Putter, Carduelis carduelis, 12 – 13,5 cm
Herkenning
De Putter is gemakkelijk te herkennen aan zijn rode gezicht. De kop is verder zwart met wit, de rug is effen bruin, de vleugels zwart met geel en de staart is gevorkt. De brede gele vleugelstreep is ook goed te zien als hij zit. Het is een mooie opvallend gekleurde vogel die ook wel ‘distelvink’ wordt genoemd, omdat hij graag de zaden van de distels eet. De snavel is een echte zaadsnavel, conisch van vorm, lang, spits en licht van kleur, precies gemaakt om zaden uit bloemhoofden te peuteren. Het geluid is kenmerkend, babbelend en kwetterend, de vlucht is dansend. Wordt buiten de broedtijd vaak in groepen gezien.. Mannetje en vrouwtje van de Putter zijn gelijk. De Putter werd vroeger veel in kooitjes gehouden, vanwege zijn mooie kleuren.
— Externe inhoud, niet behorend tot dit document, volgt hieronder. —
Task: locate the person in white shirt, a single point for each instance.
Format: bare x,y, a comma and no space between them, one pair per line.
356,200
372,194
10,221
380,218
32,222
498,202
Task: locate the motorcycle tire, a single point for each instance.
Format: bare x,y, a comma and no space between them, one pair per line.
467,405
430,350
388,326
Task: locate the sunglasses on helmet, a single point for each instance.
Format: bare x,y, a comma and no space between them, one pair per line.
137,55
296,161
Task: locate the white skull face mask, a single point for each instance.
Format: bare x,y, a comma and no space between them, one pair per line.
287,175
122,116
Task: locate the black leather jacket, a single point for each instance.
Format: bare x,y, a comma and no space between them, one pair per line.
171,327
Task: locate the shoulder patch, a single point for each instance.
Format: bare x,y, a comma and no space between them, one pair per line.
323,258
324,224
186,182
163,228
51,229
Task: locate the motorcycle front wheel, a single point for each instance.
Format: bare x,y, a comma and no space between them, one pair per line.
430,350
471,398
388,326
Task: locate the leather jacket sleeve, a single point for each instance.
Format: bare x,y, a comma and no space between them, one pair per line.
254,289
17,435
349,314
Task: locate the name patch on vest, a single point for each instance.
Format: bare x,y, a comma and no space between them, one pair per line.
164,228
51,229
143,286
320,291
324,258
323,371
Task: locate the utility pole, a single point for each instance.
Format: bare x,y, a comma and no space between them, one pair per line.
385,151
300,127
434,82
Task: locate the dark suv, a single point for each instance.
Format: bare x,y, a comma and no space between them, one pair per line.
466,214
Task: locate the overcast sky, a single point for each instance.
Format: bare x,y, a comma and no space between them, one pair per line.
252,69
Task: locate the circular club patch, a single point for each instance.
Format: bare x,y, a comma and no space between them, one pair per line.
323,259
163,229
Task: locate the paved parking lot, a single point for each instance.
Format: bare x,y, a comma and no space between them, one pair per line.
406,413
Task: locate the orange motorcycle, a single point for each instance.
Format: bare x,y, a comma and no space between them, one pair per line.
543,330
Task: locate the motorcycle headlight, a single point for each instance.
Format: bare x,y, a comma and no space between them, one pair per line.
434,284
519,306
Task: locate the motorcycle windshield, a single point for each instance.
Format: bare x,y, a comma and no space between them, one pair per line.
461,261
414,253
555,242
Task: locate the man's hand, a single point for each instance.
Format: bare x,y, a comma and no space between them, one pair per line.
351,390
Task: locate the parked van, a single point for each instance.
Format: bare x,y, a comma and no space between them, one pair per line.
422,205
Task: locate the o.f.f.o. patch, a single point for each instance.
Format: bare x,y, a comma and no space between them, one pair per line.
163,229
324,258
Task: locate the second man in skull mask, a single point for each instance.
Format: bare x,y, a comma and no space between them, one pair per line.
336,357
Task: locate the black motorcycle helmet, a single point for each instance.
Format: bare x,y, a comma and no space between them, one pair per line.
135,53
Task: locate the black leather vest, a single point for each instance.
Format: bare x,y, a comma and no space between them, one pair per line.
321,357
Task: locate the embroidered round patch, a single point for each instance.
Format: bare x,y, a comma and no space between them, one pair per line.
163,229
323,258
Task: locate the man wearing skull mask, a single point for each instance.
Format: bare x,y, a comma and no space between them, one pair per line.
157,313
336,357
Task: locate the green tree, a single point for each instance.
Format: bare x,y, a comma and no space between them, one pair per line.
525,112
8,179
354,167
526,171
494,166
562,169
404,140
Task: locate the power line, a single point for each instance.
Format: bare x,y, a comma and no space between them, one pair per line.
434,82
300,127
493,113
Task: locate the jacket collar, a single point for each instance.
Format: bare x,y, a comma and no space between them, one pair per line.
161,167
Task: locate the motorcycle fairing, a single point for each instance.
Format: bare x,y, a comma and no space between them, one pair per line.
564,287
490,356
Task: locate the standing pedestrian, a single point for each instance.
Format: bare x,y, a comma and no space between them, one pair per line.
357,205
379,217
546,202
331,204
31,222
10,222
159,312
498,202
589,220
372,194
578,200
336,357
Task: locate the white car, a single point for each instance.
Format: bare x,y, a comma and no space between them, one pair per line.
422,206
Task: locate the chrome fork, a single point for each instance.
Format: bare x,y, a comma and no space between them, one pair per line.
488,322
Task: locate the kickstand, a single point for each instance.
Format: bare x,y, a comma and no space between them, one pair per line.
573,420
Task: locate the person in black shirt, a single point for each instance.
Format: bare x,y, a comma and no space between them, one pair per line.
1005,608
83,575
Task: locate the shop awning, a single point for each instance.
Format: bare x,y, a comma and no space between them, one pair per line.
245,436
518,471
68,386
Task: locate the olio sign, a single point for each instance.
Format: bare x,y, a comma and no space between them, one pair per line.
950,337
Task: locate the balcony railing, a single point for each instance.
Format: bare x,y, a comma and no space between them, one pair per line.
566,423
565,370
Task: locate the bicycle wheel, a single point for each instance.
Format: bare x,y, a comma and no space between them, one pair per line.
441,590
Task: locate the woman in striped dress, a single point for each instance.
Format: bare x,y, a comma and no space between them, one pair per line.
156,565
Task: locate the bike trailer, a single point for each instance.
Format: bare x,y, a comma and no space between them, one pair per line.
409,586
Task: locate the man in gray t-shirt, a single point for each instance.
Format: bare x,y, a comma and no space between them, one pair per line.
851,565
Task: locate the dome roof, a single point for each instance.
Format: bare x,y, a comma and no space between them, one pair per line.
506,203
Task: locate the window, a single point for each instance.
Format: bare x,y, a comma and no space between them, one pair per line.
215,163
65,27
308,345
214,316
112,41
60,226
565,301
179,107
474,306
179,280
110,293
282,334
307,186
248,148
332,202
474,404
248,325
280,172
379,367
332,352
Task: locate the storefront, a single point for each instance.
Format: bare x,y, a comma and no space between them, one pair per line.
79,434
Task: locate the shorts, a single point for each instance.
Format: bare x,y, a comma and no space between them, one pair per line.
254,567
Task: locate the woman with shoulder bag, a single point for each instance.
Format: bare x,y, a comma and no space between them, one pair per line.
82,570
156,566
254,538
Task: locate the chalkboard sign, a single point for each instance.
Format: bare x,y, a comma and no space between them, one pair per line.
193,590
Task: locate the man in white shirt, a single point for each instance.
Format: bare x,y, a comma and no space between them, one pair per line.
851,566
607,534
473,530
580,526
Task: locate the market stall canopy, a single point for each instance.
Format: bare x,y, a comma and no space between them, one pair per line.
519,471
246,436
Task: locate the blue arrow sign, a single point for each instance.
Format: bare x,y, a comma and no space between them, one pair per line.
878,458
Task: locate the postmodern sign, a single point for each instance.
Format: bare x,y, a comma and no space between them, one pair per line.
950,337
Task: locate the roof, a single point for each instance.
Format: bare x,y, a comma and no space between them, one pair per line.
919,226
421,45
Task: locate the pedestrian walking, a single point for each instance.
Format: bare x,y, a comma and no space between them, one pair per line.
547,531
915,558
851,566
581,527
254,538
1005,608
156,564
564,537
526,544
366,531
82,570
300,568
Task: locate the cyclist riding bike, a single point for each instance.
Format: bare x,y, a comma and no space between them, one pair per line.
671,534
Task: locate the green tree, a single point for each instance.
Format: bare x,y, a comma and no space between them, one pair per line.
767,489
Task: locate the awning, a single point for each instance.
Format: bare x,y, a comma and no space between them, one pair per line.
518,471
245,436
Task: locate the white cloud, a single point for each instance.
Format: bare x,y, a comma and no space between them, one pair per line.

Hij dankt zijn naam aan het feit dat volièrevogels een klein emmertje aan een touwtje omhoog kunnen halen.
Biotoop
Loofbossen, gemengde bossen en dennenbossen, ook in tuinen, boomgaarden en parken.
Geluid
De Putter heeft een zang die vaak een beetje als gebrabbel klinkt. Sommigen vinden de zang op die van een Kanarie lijken en anderen op de Sijs. De roep bestaat uit tie-de-liet en dan meerdere keren herhaald soms alleen tie-de/tie-de...
Voedsel
Uitgebloeide distels en klissen, zonnenbloemzaden, zaden van de paardenbloem en zaden van de kaardenbol. De zaden worden ook wel ondersteboven uit de bloemhoofdjes gehaald. De rode veertjes in het gezicht zijn extra stug en bieden zo bescherming tegen de stekels. Er worden in de zomer ook wel insecten gegeten.
Broeden
Het nest is en tere kom gevoerd met distelpluis, door het vrouwtje gebouwd, goed verborgen in de hoogste takken van een kleine boom. Er wordt twee weken gebroed, twee weken gevoerd en na het uitvliegen nog een week gevoerd. Het voer is meestal opgebraakte geweekte zaden en beide ouders voeren. Bij de jonge vogels ontbreekt het rode gezicht en de zwart-wit tekening nog. Wel hebben ze al de gele vleugelstreep.
Aantallen in Nederland
De Putter heeft zich sinds 1975 sterk uitgebreid, nu broeden 35.000 tot 43.000 paren in ons land, dit is een verachtvoudiging! In de trektijd worden grote groepen waargenomen.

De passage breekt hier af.